In recent years, the operation has enhanced its mix of offset and digital printing with services like wide-format printing, variable data and even T-shirt production. These capabilities, while giving the shop a modern, dynamic bent, were the result of careful, measured analysis, according to Director Steve Weigel. Printing & Copy Services has walked that fine line between leading-edge and bleeding-edge technology, he notes, in an effort to maintain competitiveness while ensuring the long-term viability of the operation.
"We don't like to jump into new technology too early; we prefer to allow new products to be thoroughly tested in the marketplace first," Weigel reports. "However, we do not want to fall behind because it can be too hard to catch up once you're lagging behind."

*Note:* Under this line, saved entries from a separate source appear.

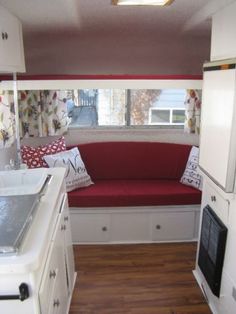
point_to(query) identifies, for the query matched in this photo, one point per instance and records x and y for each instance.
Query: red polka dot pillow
(33, 156)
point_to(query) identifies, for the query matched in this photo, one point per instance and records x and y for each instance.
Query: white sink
(20, 182)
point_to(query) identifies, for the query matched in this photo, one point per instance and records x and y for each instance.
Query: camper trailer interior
(117, 157)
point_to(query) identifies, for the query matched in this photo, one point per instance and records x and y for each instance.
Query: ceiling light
(142, 2)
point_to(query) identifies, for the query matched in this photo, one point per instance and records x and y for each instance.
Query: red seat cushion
(134, 160)
(115, 193)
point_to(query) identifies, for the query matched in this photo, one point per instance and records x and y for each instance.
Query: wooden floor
(137, 279)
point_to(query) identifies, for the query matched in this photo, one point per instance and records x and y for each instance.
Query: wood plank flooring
(137, 279)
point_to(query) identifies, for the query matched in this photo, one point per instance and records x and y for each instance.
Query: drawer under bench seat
(135, 224)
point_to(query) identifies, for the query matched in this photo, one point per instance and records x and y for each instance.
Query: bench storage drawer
(169, 226)
(90, 227)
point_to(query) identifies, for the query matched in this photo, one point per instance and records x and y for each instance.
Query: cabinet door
(218, 131)
(173, 226)
(11, 43)
(69, 254)
(53, 288)
(90, 227)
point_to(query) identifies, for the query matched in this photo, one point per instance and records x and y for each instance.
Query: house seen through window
(120, 107)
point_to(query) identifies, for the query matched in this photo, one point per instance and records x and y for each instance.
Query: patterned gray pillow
(76, 173)
(191, 175)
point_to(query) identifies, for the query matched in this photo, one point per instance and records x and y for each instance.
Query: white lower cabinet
(58, 277)
(45, 262)
(168, 226)
(135, 225)
(90, 227)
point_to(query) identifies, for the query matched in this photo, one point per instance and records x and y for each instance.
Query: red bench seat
(115, 193)
(134, 174)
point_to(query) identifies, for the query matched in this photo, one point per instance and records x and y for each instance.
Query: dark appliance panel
(212, 249)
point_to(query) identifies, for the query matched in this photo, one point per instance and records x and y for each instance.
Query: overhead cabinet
(11, 43)
(218, 129)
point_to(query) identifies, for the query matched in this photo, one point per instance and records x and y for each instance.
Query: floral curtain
(7, 119)
(42, 113)
(193, 111)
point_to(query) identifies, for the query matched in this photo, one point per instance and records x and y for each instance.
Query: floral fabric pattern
(7, 120)
(42, 113)
(193, 111)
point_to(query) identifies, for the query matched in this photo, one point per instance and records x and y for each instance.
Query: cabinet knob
(63, 227)
(213, 198)
(4, 35)
(56, 303)
(52, 274)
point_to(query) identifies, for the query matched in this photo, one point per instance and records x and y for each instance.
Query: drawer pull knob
(63, 227)
(52, 274)
(56, 303)
(213, 198)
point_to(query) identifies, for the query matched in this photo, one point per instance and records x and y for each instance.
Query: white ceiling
(100, 15)
(50, 22)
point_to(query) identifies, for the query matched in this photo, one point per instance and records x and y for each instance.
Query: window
(126, 107)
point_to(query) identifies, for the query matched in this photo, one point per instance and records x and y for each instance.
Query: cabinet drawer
(173, 226)
(90, 227)
(217, 203)
(130, 227)
(48, 281)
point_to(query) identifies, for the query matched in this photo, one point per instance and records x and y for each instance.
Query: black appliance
(212, 249)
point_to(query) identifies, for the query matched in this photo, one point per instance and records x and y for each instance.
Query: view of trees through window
(120, 107)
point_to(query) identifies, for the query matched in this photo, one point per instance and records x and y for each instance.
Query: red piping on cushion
(102, 77)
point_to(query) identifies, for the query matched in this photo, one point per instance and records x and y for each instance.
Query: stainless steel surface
(16, 214)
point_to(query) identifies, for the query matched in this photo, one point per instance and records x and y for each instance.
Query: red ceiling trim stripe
(102, 77)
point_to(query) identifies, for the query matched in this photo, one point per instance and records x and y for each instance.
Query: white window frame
(166, 109)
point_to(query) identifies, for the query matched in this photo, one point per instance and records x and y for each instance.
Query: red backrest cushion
(134, 160)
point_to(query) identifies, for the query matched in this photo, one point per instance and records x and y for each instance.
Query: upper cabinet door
(11, 43)
(218, 128)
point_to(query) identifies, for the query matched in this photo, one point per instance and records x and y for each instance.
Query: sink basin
(20, 182)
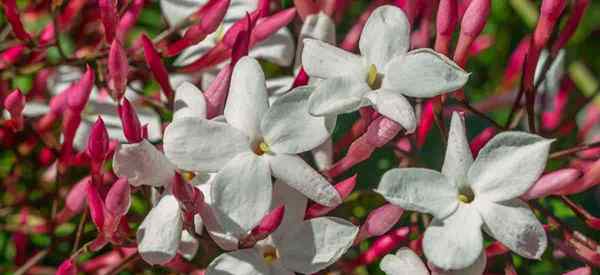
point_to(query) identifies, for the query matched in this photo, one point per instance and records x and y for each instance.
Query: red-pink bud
(11, 55)
(108, 14)
(269, 223)
(97, 146)
(12, 16)
(118, 68)
(472, 24)
(80, 93)
(130, 122)
(157, 67)
(446, 19)
(344, 189)
(481, 139)
(118, 198)
(67, 268)
(552, 183)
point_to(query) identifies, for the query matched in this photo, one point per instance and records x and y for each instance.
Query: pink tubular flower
(157, 67)
(108, 14)
(471, 26)
(132, 128)
(12, 16)
(14, 103)
(118, 68)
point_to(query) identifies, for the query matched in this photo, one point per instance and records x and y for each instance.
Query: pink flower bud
(552, 183)
(97, 146)
(96, 205)
(108, 14)
(118, 68)
(157, 67)
(118, 198)
(129, 120)
(472, 24)
(344, 189)
(380, 221)
(14, 104)
(11, 55)
(306, 8)
(67, 268)
(80, 93)
(269, 223)
(446, 19)
(12, 16)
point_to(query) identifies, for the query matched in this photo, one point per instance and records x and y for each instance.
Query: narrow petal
(202, 145)
(247, 100)
(241, 262)
(325, 60)
(508, 165)
(300, 176)
(419, 189)
(315, 244)
(394, 106)
(337, 95)
(456, 241)
(241, 193)
(189, 102)
(385, 35)
(404, 262)
(159, 234)
(458, 157)
(523, 234)
(423, 73)
(142, 164)
(289, 128)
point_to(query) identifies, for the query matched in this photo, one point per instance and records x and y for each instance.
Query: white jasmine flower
(257, 142)
(406, 262)
(385, 67)
(469, 194)
(296, 246)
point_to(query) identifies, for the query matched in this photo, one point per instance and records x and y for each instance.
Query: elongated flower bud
(344, 189)
(132, 128)
(108, 14)
(12, 16)
(157, 67)
(472, 24)
(118, 198)
(97, 147)
(14, 104)
(80, 93)
(118, 68)
(552, 183)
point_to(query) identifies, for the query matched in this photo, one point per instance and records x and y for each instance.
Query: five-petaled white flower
(255, 143)
(298, 245)
(469, 194)
(385, 67)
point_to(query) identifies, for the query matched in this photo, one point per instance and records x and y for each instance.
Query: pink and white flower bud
(67, 267)
(14, 103)
(380, 221)
(472, 24)
(79, 94)
(130, 122)
(109, 16)
(11, 55)
(12, 16)
(269, 223)
(118, 68)
(552, 183)
(344, 189)
(446, 19)
(97, 146)
(157, 67)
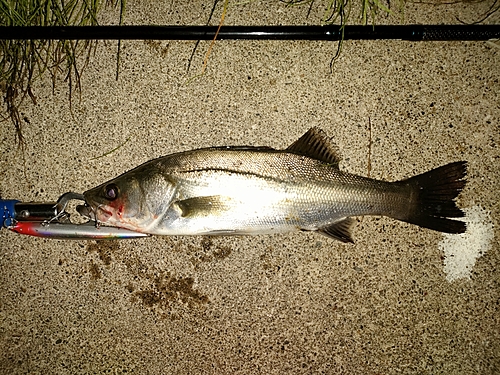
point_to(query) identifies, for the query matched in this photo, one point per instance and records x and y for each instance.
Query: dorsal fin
(316, 144)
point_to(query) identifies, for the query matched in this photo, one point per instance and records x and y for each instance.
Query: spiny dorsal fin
(316, 144)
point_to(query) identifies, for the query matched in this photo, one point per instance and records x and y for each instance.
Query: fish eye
(111, 192)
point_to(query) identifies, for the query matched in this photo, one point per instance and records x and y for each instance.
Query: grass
(22, 62)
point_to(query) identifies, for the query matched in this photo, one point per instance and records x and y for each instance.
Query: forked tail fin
(433, 198)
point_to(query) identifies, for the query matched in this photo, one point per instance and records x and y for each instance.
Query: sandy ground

With an operating budget of approximately $4 million annually, Printing & Copy Services is housed in a 25,000-square-foot facility situated at the north end of the Cyclones' campus in Ames, Iowa. The in-plant boasts a staff of 31 full-time employees, whose ranks include many craftsmen with 20 to 30 years under their belts. About 12 to 15 student workers staff the four copy centers located on campus and assist with deliveries.
The shop has right of first refusal on university work, with roughly $1 million dollars' worth of printing bid out last year for jobs where the sheet size was too large or the quantity too high. (A member of his management team handles all off-campus print purchasing.) But that still leaves plenty of jobs for the shop's offset and digital presses.
Printing & Copy Services churns out marketing and recruiting brochures, letterhead, envelopes, business cards and posters, not to mention flyers, campus maps, buttons, mailing labels and business reply cards. A lion's share of the printing is provided to the various educational departments, with students primarily accessing the four copy centers for their scholastic applications. Weigel estimates the breakdown of offset versus digital jobs at 50-50, although the trend is pulling more toward the digital side.